The two factors primarily responsible for the keeping qualities of fermented meat products are a low pH and low water activity. Although the nominally stated levels are a pH of 5.3 or lower and an aw of 0.90 or less, other combinations of pH and aw may be acceptable provided a lower pH compensates for a higher aw or vice versa. Such processes must be submitted for evaluation and acceptance to the Chief of Foodborne Pathogens. It is important for the firm to maintain processing and quality control records in order to document the safety of the process being used.

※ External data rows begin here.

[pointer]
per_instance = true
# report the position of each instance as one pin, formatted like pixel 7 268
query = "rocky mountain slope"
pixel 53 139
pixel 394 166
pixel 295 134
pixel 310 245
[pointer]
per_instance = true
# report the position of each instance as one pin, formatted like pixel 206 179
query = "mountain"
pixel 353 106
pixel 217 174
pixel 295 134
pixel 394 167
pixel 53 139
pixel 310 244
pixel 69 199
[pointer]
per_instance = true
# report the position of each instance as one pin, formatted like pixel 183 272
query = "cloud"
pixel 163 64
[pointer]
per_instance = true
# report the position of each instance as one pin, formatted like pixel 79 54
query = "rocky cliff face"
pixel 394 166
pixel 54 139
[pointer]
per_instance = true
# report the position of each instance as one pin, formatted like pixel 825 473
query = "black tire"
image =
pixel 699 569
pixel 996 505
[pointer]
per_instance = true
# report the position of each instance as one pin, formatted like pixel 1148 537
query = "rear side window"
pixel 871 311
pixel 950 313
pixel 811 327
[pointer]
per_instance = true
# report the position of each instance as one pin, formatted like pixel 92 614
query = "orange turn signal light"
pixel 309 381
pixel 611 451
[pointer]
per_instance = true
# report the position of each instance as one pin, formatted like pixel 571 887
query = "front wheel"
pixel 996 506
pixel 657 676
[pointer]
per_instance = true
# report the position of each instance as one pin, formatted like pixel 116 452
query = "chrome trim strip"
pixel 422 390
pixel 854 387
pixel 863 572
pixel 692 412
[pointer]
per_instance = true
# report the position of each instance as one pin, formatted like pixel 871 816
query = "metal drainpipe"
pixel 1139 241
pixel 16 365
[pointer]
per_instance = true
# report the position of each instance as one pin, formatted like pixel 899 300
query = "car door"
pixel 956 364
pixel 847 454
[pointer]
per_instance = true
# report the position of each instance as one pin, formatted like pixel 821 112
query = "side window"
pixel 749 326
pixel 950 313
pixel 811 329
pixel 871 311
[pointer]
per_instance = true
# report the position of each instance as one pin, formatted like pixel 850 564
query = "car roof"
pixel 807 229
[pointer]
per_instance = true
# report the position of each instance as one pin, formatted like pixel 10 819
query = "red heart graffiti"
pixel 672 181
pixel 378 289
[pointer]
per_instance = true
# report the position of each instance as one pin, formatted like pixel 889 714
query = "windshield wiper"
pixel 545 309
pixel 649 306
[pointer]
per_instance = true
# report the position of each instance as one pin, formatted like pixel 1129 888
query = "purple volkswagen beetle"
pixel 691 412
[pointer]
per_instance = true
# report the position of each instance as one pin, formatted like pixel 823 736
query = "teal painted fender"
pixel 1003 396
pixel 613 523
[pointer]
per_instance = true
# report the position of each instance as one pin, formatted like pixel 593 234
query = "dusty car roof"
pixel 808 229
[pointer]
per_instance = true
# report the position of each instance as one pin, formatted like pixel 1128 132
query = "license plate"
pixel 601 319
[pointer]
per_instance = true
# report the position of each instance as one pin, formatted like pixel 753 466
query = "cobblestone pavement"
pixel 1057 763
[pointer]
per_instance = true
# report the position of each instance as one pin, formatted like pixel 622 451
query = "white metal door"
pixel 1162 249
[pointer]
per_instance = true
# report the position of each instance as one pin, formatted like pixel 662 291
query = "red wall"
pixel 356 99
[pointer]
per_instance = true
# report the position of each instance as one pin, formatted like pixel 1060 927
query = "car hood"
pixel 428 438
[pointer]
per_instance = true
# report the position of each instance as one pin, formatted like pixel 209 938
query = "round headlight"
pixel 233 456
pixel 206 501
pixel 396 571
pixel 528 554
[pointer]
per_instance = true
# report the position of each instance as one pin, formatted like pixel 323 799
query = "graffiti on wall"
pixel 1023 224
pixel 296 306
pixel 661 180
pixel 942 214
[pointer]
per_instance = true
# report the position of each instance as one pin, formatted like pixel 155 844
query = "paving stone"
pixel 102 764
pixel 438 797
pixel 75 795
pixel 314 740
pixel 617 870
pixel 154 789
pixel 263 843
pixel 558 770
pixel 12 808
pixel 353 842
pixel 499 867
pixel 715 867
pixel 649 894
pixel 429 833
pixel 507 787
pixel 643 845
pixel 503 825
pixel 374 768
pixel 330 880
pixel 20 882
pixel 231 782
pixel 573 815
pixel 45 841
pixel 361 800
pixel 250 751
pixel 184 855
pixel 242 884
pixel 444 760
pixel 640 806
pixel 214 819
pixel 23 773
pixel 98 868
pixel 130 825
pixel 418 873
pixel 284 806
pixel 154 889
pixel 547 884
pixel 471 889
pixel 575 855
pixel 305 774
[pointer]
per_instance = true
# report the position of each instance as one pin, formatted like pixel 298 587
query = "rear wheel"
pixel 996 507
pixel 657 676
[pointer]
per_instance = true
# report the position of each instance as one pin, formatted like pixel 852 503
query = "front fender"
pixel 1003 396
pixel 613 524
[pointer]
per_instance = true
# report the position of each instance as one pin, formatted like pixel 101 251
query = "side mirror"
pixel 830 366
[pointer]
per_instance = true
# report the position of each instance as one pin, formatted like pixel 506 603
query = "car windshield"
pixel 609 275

To minimize the danger of outgrowth of C. botulinum spores and development of the botulinal toxin in the shelf-stable cured product, nitrite/nitrate shall be added at a minimum level of 100 ppm along with a minimum of 2.5% of salt. The level of nitrate-nitrite should not interfere with the process of fermentation. Processors should consider other hazards such as verotoxic E. coli e.g., E. coli O157:H7 et O111. Some cases of haemorrhagic colitis have been associated with these organisms. Processors must therefore ensure that the fermentation process they are using will address these hazards.
The growth and metabolism of microorganisms demands the presence of water in available form. The most useful measurement of the availability of water in meat products is water activity (aw). The aw may be reduced by adding solutes (salt, sugar) or removing moisture. Aw measurements are therefore a valuable aid in assessing the need for refrigeration in subsequent storage.